ECLI:NL:RBDHA:2019:3928

Rechtbank Den Haag

Datum uitspraak
18 april 2019
Publicatiedatum
19 april 2019
Zaaknummer
AWB 18/7026
Instantie
Rechtbank Den Haag
Type
Uitspraak
Rechtsgebied
Bestuursrecht; Vreemdelingenrecht
Procedures
  • Eerste aanleg - enkelvoudig
Vindplaatsen
  • Rechtspraak.nl
AI samenvatting door LexboostAutomatisch gegenereerd

Rechtsgeldigheid van een huwelijk gesloten in Syrië en de gevolgen voor de aanvraag van een machtiging tot voorlopig verblijf

In deze zaak heeft de Rechtbank Den Haag op 17 april 2019 uitspraak gedaan in een geschil tussen eiseres, een Syrische vrouw, en de Staatssecretaris van Justitie en Veiligheid. Eiseres had een aanvraag ingediend voor een machtiging tot voorlopig verblijf (mvv) in het kader van nareis asiel, die door de Staatssecretaris was afgewezen. De afwijzing was gebaseerd op het standpunt dat er ten tijde van de binnenkomst van de referent in Nederland geen rechtsgeldig huwelijk tussen eiseres en referent bestond. Eiseres betwistte dit en voerde aan dat het huwelijk, dat in 2012 in Syrië was gesloten en in 2017 door een sharia-rechtbank was bekrachtigd, rechtsgeldig was.
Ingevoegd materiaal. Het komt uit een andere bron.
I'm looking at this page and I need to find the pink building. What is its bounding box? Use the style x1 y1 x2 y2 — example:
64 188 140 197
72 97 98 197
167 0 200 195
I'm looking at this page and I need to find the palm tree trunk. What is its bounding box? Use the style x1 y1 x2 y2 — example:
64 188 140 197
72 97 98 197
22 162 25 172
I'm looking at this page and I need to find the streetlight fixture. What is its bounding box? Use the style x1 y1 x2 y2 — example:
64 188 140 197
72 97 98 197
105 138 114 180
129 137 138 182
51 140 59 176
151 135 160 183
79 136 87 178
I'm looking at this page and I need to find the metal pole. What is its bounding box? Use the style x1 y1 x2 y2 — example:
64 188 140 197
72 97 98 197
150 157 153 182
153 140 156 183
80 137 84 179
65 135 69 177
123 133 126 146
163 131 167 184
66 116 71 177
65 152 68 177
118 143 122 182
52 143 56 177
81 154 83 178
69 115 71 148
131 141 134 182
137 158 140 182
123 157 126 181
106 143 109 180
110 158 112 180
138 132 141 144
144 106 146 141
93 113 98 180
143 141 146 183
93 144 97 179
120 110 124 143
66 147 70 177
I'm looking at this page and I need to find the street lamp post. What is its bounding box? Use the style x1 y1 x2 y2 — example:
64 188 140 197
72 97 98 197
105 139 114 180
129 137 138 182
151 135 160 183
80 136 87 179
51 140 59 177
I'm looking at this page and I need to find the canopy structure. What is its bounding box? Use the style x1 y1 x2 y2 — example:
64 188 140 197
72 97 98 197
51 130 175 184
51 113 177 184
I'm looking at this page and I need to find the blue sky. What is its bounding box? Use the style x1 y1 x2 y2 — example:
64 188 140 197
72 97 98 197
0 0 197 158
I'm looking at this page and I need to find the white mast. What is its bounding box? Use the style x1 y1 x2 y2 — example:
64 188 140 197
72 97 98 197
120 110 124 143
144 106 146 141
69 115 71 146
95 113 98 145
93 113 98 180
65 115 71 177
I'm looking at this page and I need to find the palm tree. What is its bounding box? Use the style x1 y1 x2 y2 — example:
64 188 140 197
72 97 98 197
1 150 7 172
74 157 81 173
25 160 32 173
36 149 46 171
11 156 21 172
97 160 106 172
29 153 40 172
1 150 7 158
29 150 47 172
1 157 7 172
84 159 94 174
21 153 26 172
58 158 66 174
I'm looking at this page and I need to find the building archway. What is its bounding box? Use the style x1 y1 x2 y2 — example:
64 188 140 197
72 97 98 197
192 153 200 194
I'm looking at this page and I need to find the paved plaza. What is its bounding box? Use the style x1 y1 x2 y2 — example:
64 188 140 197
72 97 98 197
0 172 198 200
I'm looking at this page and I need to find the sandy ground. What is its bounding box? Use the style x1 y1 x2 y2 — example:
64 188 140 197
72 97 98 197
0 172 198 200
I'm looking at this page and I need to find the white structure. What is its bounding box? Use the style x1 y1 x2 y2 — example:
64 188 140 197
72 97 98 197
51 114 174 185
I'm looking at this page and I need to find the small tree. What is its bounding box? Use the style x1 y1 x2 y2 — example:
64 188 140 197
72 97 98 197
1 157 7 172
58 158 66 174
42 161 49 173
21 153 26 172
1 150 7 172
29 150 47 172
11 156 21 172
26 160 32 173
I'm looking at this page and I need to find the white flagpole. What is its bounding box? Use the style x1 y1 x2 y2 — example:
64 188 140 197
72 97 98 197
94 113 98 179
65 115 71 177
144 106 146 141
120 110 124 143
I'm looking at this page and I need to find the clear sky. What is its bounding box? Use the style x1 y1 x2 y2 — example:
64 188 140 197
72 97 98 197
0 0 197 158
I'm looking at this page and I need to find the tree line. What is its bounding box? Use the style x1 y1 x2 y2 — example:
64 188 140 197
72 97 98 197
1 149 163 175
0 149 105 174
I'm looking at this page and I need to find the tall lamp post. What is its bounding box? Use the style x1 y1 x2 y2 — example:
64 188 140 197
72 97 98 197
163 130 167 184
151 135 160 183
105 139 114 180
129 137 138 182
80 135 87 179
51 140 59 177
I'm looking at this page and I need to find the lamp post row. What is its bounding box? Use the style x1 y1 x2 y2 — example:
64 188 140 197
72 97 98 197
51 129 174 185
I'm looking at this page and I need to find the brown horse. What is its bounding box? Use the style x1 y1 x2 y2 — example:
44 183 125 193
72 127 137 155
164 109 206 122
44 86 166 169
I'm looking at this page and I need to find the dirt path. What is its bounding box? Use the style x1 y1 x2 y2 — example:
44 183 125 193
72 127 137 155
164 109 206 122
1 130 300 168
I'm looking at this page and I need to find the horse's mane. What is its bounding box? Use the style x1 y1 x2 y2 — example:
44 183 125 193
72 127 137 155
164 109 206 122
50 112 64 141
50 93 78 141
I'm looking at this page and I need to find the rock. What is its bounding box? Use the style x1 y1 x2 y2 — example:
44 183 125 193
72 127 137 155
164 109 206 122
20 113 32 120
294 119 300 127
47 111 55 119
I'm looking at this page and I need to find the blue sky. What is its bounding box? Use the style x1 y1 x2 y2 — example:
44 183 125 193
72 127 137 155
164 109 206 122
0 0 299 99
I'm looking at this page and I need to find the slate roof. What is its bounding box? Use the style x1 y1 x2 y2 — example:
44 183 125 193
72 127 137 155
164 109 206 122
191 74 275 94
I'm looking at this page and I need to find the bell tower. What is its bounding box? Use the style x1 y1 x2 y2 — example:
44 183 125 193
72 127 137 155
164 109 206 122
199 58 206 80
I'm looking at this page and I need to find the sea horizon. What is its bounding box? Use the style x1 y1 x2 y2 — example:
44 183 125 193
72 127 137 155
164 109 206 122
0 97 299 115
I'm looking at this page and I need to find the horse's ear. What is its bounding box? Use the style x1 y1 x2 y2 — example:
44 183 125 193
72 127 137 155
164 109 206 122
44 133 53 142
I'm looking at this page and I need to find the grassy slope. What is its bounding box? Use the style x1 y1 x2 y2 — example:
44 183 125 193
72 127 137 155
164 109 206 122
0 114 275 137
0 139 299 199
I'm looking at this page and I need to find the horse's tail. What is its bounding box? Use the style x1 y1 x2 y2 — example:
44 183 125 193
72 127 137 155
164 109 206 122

De rechtbank oordeelde dat de Staatssecretaris ten onrechte had gesteld dat er geen rechtsgeldig huwelijk was. De rechtbank baseerde haar oordeel op de relevante wetgeving, waaronder artikel 29 van de Vreemdelingenwet 2000 en artikel 10:31 van het Burgerlijk Wetboek. De rechtbank concludeerde dat het huwelijk, dat door de sharia-rechtbank was bekrachtigd, met terugwerkende kracht als rechtsgeldig moest worden erkend. De rechtbank verwierp ook het standpunt van de Staatssecretaris dat er geen bewijs was van registratie van het huwelijk in de registers van de burgerlijke stand in Syrië.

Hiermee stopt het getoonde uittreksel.